Cada vez mais as pessoas estão procurando modos alternativos de locomoção, como bicicletas, ônibus ou caronas compartilhadas
FREDERIKE METTE
Professora da Escola de Negócios da PUCRS
O presidente do Sindicato das Empresas de Garagens, Estacionamentos, Limpeza e Conservação de Veículos do Rio Grande do Sul (Sindepark-RS), Francisco Nora, chama atenção para outros aspectos que acabaram determinando o fechamento de muitos estacionamentos.
— O setor de estacionamentos de veículos já vinha antes mesmo da pandemia se reinventando sob vários aspectos. A realidade atual acelerou a necessidade de uso de tecnologia, digitalização dos processos e busca pelo equilíbrio financeiro nas operações. Essa necessidade de investimentos, conhecimento de como operar tecnologias adequadas e queda de demanda foram fatores fundamentais — observa o dirigente.
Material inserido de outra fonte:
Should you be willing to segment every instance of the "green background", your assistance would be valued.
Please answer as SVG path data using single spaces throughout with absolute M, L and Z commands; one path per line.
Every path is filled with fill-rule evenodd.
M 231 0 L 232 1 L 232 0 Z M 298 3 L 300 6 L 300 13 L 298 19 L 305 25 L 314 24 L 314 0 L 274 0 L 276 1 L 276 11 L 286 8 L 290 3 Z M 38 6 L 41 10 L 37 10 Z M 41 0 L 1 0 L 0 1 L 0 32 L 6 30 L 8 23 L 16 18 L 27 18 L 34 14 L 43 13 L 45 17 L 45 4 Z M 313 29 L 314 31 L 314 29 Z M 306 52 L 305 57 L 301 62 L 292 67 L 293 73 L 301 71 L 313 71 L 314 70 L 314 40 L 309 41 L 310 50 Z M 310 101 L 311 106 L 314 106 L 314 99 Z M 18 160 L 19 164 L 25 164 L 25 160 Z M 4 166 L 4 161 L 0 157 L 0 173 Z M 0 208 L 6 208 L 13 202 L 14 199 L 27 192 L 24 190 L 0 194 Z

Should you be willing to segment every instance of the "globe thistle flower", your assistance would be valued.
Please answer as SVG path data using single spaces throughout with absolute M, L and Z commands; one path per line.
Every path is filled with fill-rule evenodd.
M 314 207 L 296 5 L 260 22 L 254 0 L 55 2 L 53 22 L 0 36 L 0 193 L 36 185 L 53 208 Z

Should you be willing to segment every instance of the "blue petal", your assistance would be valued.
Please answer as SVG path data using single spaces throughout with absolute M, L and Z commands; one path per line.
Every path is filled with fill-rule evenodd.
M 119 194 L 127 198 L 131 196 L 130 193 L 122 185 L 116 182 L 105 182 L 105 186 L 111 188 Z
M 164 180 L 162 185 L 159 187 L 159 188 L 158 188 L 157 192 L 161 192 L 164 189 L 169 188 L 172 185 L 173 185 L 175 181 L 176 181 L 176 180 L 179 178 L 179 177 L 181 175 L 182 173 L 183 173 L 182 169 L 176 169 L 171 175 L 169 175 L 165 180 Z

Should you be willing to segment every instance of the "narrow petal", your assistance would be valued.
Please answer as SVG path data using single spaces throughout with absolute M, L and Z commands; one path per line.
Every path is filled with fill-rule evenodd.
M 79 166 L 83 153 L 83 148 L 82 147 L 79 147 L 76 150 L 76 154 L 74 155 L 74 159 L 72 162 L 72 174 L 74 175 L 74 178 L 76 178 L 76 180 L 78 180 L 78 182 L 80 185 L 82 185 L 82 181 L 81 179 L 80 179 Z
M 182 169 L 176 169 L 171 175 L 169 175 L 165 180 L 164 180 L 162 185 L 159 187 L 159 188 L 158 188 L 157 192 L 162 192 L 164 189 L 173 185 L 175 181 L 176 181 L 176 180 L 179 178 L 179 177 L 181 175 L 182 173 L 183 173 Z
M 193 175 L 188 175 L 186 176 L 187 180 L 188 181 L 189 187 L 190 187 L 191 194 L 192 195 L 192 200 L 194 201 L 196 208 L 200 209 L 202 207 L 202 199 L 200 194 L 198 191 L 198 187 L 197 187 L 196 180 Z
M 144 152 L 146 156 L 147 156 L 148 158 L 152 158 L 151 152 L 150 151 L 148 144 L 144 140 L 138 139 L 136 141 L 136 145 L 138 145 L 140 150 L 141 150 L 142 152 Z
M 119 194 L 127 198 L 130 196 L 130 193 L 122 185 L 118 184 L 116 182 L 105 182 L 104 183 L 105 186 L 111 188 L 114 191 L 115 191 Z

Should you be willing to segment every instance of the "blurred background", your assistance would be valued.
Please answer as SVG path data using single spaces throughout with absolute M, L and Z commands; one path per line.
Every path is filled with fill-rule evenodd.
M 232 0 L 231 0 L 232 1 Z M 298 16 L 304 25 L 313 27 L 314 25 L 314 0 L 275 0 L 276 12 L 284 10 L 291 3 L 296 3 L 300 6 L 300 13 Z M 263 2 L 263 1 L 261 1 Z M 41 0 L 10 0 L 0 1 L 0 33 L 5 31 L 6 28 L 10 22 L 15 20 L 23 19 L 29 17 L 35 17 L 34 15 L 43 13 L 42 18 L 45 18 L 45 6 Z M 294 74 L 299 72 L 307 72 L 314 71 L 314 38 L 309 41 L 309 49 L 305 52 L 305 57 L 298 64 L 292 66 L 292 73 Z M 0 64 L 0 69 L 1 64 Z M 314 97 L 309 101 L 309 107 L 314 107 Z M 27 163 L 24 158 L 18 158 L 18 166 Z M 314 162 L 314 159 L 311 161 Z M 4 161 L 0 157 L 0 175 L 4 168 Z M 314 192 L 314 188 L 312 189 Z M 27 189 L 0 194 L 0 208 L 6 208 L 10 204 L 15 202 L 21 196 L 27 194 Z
Também há casos em que os proprietários buscaram outras alternativas. Um conhecido edifício-garagem situado na Avenida Mauá, a poucos metros do Cais, no Centro Histórico de Porto Alegre, deve virar um prédio residencial em breve. O assunto é mantido em sigilo pelos donos. É a adaptação dos empresários aos novos tempos, em que os espaços destinados aos veículos não significam mais dinheiro certo no bolso.